Und dann ist es vorbei. Mit einem leisen Rutschen gleitet ihre Tochter in die offenen, haltenden Hände Helenes. Paulas Kopf sinkt erschöpft zurück. Die Krankenhaushebamme platziert mit geübten Griffen die Nabelklemmen und fragt Theo, ob er die Nabelschnur durchtrennen will. „Nein!“ wehrt er panisch ab und erinnert sich an seine Vision vom frühen Nachmittag. „Prima“, freut sich sie Hebamme und drückt ihm eine Schere in die Hand. Zitternd nähert sich seine Hand der Nabelschnur. Das ist verkehrt, ruft es in seinem Bauch, seinem Herzen, seinem Kopf. Da darf man nicht rein schneiden, das lebt doch. Sie werden verbluten. Erst sein Kind, dann seine Frau. Die Nabelschnur hält die beiden zusammen, in ihr ist Leben. Die spiralförmige Verbindung zwischen Mutter und Kind, erscheint Theo wie der Hort allen Lebens. Er wird sich nicht dafür hergeben die Lebensader zu kappen. Niemals! Und dann klingt es wie das Reißen eines Bettlaken oder eines Tischtuchs, als die Schere ihre Arbeit tut. Mit einem leichten Puls sickert Blut aus dem Schnitt. „Es ist ein Junge“, hört Theo eine Stimme. Jemand führt ihn zu einem großen Waschbecken mit warmen Wasser, drückt ihm seinen Sohn in den Arm und fordert ihn auf, das Kind von Blut, Schleim und dieser weißlichen Schmiere zu reinigen, mit der alle Kinder nach der Geburt überzogen sind. Darauf ist er vorbereitet, das hat er geübt. Er ist zurück in seinem eigenen Raum-Zeit-Kontinuum und hat einen Job zu erledigen.
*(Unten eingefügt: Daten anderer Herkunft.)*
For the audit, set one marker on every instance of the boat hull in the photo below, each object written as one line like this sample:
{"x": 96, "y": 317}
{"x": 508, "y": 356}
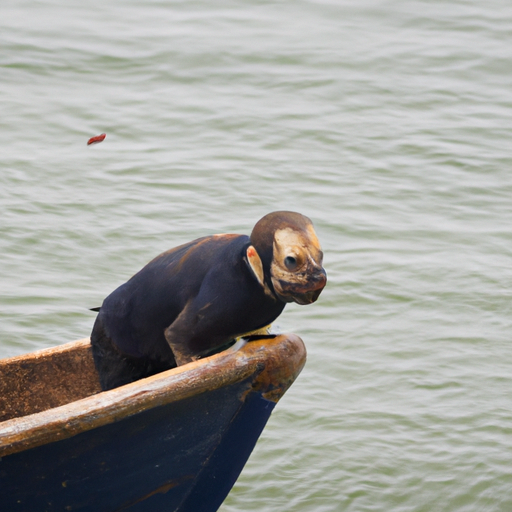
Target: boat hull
{"x": 176, "y": 441}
Endlich ist sein Sohn gewaschen, trocken und warm verpackt und bereit seine erste Mahlzeit zu sich zunehmen.

Das Kind ist gesund und munter und somit besteht keine Notwendigkeit einer Nottaufe. Da der Kreißsaal für die nächste Geburt vorbereitet werden muss, hat man Paula, Theo und ihren Trabanten in ein anderes Zimmer verfrachtet.

„Tja, doch keine Tochter“, seufzt Theo.

„Hätte mich auch schwer gewundert. Und jetzt?“, fragt Paula und ihre Augen blitzen herausfordernd.
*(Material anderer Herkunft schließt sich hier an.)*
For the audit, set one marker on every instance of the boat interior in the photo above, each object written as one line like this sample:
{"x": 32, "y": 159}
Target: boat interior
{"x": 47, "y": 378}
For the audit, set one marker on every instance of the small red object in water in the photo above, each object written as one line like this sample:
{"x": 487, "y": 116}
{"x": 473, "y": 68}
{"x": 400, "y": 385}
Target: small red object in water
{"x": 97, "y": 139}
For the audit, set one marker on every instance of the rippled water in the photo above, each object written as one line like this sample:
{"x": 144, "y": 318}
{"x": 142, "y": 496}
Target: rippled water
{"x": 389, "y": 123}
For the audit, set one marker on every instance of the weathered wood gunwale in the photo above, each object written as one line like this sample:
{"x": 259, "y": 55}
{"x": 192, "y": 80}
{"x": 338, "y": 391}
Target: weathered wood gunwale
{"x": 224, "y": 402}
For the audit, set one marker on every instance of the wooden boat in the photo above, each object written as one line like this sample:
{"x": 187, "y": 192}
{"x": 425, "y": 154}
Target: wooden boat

„Vielleicht doch Jean-Luc?“

„Blödmann.“

Aber Paula hat recht. Natürlich hatten sie schon lange einen Namen, auch für den unwahrscheinlichen Fall, dass Theos Tochter doch ein Junge werden sollte. Theo ist zufrieden. Denn eben beim nächsten Mal denkt er, und grinst vergnügt auf seine kleine Familie herab.

Paula sieht ihn an, stöhnt in gespieltem Entsetzen auf und jagt ihn zum nächsten Telefon, um die Verwandtschaft zu informieren.